The flights are quite costly and to be allowed to enter the national park of the island you have to pay a fee of 70€. Everything else like rental car, supermarkets, accommodation, etc. is also way more expensive than on the mainland.

Coast close to Ahu Tahai

Our Airbnb host was supposed to pick us up at the airport but apparently he forgot about us. After everyone else had already left the airport a nice woman approached us and offered us a ride. She asked where we needed to go and to our surprise she knew where to drive when we told her the name of our host. The woman explained us that in Hanga Roa almost everyone knows each other. She was Chilean but fell in love with a Rapa Nui and moved to the island. Rapa Nui is the name of the indigenous people on Easter Island, it’s the name of their language and also the name of the island in their language. The woman told us that she loves the easy-going island life where stress isn’t part of the vocabulary and everyone trusts each other. Apparently no-one locks their door or car on the island because there’s no crime. When we arrived to the apartment she refused to take money for the ride and simply wished us a nice holiday. She said it was important for her to give tourists a good first impression of the island and that we should call her if we needed anything else. Once at the apartment our host apologised and offered us a rental car at a special rate as compensation.

Crater of the volcano Rano Kau

The island is extremely beautiful and green. When we were there it rained almost everyday for one or two hours, mostly in the mornings. So we never actually knew what weather to expect because within half an hour it could change from sunshine to wind and rain. Generally the weather was nice but very humid.

Anakena Beach
Anakena Beach
Anakena Beach

We had a car for three days and went to all the beautiful places we knew about. There’s a sandy beach called “Anakena”. Since we were there in December, which is summer in South America, we could enjoy the beach and go swimming. Some of the most impressive sights were Ahu Tongariki, where 15 Moai statues are next to each other, and Rano Raraku, where unfinished stone heads are spread over a hill.

Rano Raraku
Rano Raraku: where the Moai were carved out of stone
Partly unfinished stone heads on the volcano Rano Raraku

On Christmas we decided to visit the mass in the only church on the island. It was completely different to any mass we had ever seen before. The priest was wearing a big feather crown and he was talking in Rapa Nui. Most girls and some women were wearing colourful dresses and flower crowns. The visitors of the mass sang songs in their language and all the people participated actively. The church was decorated with fresh fruits and vegetables.

We wanted to watch the sunrise at Ahu Tongariki but unfortunately it was too cloudy. At least there was a cute dog. Easter Island is like Chile full of stray dogs.

The trip to Easter Island was completely unique. No place on earth has a similar cultural heritage. Learning about the mysterious Moai and the indigenous people was extremely interesting. The typical island-vibe and the relaxed lifestyle are amazing and I loved the colourful bars and restaurants. To my surprise the touristic sites were not crowded at all. Four to five days on the island are enough though, as it’s pretty small and except for visiting the famous sights there’s not so much to do.

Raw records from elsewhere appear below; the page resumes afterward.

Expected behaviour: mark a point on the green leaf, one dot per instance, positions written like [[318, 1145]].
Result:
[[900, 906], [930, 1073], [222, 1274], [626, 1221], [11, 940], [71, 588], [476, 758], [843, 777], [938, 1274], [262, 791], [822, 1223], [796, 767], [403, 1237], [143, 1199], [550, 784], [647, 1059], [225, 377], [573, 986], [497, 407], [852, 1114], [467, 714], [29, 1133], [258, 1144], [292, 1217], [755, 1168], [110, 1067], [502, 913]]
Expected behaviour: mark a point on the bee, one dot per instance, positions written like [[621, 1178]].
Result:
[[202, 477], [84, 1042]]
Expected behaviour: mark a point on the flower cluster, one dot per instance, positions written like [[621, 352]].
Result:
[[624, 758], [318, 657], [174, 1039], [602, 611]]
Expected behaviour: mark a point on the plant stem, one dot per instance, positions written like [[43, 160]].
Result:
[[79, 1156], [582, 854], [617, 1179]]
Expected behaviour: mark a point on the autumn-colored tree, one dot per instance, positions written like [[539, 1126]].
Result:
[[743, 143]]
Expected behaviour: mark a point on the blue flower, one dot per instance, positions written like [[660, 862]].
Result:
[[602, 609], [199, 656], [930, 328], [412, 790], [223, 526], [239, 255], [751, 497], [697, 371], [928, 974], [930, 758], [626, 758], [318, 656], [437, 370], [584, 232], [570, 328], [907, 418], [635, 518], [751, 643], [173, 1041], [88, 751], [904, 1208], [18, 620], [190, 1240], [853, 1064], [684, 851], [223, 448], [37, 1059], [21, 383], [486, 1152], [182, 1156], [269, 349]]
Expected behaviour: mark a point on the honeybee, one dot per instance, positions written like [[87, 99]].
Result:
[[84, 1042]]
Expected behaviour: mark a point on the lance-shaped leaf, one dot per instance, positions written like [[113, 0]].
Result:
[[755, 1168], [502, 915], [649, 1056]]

Some of the many wild horses on the island


  1. If you’re on a budget, buy food in Chile and take it to the island. On the island everything is 2-3 times more expensive.
  2. Buy souvenirs in jail. There’s a small jail on the island. The prisoners’ task is to manufacture souvenirs like small Moai which are sold to tourists in a small shop. They are handmade and cheaper than in the souvenir shops.
  3. In the post office you can get an Easter Island stamp for your passport.
  4. Rent a car. There’s a few busses that take tourists around but the schedule is very limited.
  5. Go to a mass. I’m not sure if it’s always like it was on Christmas, but if so, it’s definitely worth a visit.
  6. Watch the sunset at Ahu Tahai.
  7. Watch the sunrise at Ahu Tongariki.
  8. Download an offline map and do your research before getting there. Internet doesn’t work properly. Wifi in hotels and restaurant doesn’t work well either and there’s only one official wifi hotspot.